Arjuna frowned. "Why?"

"Because the dead are listening."

They passed an old woman with blind eyes and ash-colored robes, stringing teeth into a garland. She turned to Arjuna and smiled a mouth of gaps. "You're late, knight. The Hollow Lights wait for no man."

He said nothing.

She cackled. "Don't forget your name, stranger. The dead know how to steal it."

Tellen pulled him away. "Every year, they hold a festival to honor the lost. But it's older than it should be. Before gods fell. Before memory cracked."

"Then why are we here?"

Tellen's eyes flickered with something between guilt and resolve. "Because something walks this land during the Hollow Lights. Something bound to the Vow."

A soft hum echoed through the fog.

A child sat by a lantern, singing. Her mask was carved from wood, painted like a weeping moon. The song was familiar—low, haunting, melodic.

Arjuna froze.

"I've heard that," he whispered.

Tellen's eyes widened. "From where?"

"I don't know."

The girl looked up. Her eyes glowed faintly behind the mask. "Will you light a lantern, sir? For the ones you've forgotten?"

"I don't remember the dead."

"But they remember you," she said, and handed him a candle that burned blue without heat.

He didn't take it.

As the night deepened, the village stirred. People emerged with masks of bone and paint, carrying paper lanterns down the winding path. Bells chimed softly with each step. Children danced. Old men wept.

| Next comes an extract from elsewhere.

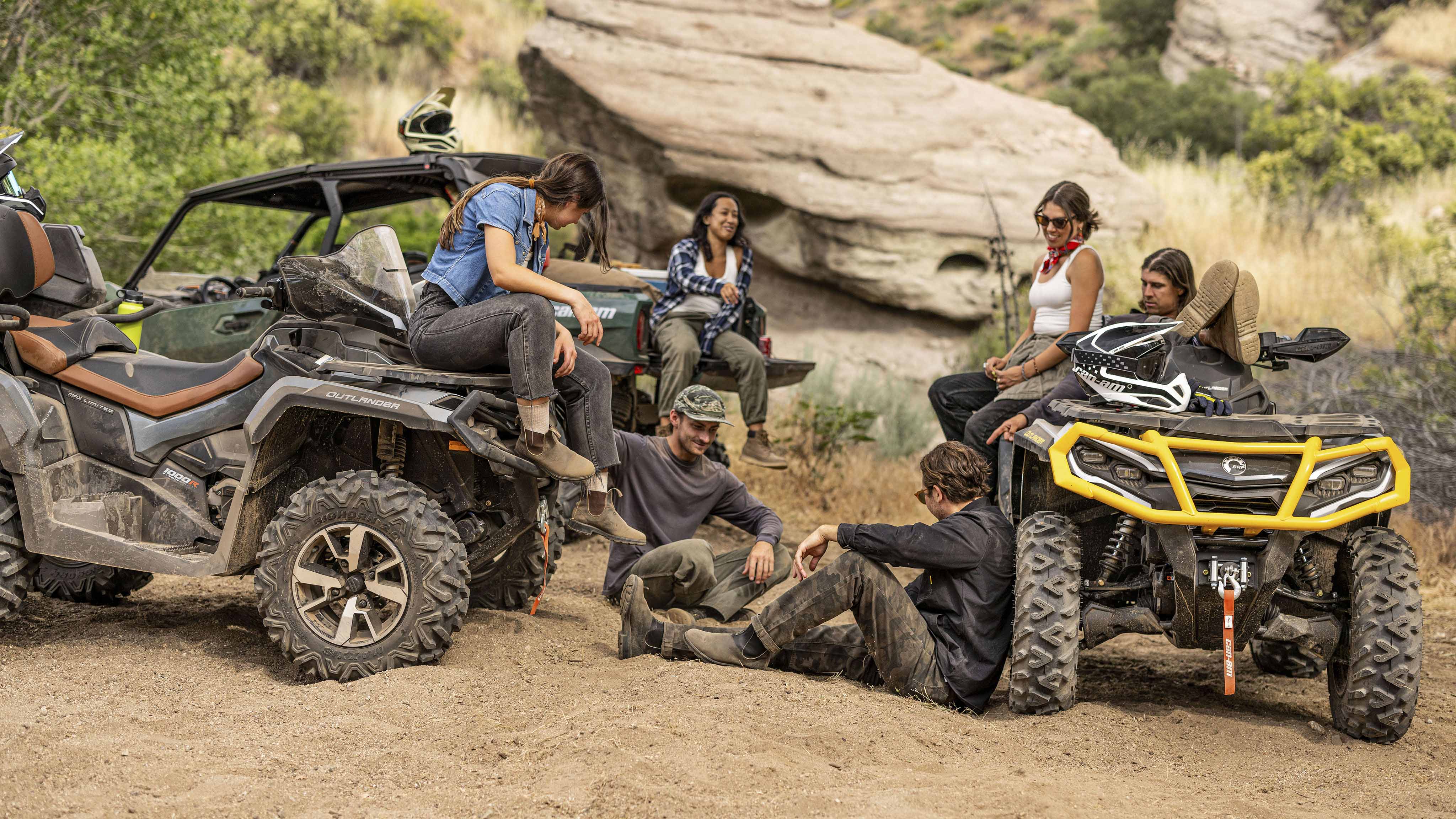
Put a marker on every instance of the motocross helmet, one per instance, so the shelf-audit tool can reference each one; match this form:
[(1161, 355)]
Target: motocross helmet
[(1128, 363), (429, 126)]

"The Lantern Path," Tellen murmured. "Each soul follows it to be remembered. But not all who walk it are still alive."

"Meaning?"

"Some return only for tonight. Others… never left."

The sky was starless. The moon hung low and full, stained red.

As they followed the procession, Arjuna began to feel something… shifting. The mist grew thicker. Lanterns blinked like watching eyes. And ahead, at the edge of a frozen lake, a woman stood in black robes with her arms raised.

A choir began to hum. A low, droning sound that made Arjuna's teeth ache.

The woman turned—and though her face was veiled, her presence was unmistakable.

Nyssara?

No. Too tall. Too skeletal. Her eyes burned with hunger, not sorrow.

Tellen gripped Arjuna's arm. "That's not a priestess. That's a bone-witch."

The chanting swelled.

One by one, villagers stepped forward and whispered their names into the lanterns, then set them afloat across the ice. Each name faded from their lips like breath stolen by winter.

"Is this how they honor the dead?" Arjuna asked.

"No," Tellen said. "This is how they feed something."

The masked child stood beside them again. "You should light a lantern. Before you forget who you are."

Arjuna stared at the candle in her hand.

It flickered once. Then again. And with each flicker, he felt something tug at the edge of his thoughts—words, images, a voice in the rain.

"You once smiled," a memory whispered.

He stepped back.

The lantern dimmed.

And far away, beneath the mountain, something stirred—something that remembered his name better than he did.